Yapılacak iş, dava konusu dönemi kapsayan dönem bordrolarını getirtip dönem bordrolarında ihtilaflı dönemin tamamında kayıtlı ve tarafsız tanıklar saptanarak bunların bilgilerine başvurmak, bordolarda adı geçen kişilerin adreslerinin tespit edilememesi veya beyanları ile yetinilmediği takdirde, Sosyal Güvenlik Kurumu, zabıta, maliye, meslek odası aracılığı ve muhtarlık marifetiyle davalı işyerine komşu işyerlerini tespit edip bu işyerlerinin uyuşmazlık konusu dönemde çalıştığı tespit edilen kayıtlı çalışanları, yoksa işyeri sahipleri araştırılıp tespit edilerek ve yine davalı işyerine gelen müşterileri tespit edip çalışmanın niteliği ile gerçek bir çalışma olup olmadığı yönünde yöntemince beyanlarını almak ve gerçek çalışma olgusunu somut ve inandırıcı bilgilere dayalı şekilde ortaya koyduktan sonra davacının çalışmasının sürekli çalışma olduğu anlaşılırsa sonucuna göre karar vermekten ibarettir.

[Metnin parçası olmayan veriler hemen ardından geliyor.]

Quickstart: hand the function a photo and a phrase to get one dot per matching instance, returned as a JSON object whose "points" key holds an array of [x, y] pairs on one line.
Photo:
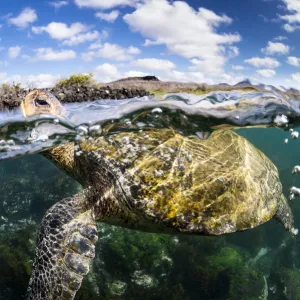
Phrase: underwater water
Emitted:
{"points": [[261, 263]]}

Mahkemece, bu maddi ve hukuki olgular gözönünde tutulmaksızın eksik inceleme ve araştırma ile yazılı şekilde hüküm kurulması usul ve yasaya aykırı olup bozma nedenidir.
O halde, davalı Kurum vekilinin bu yönleri amaçlayan temyiz itirazları kabul edilmeli ve hüküm bozulmalıdır.
SONUÇ: Hükmün yukarıda açıklanan nedenlerle BOZULMASINA, 11/09/2014 gününde oybirliğiyle karar verildi.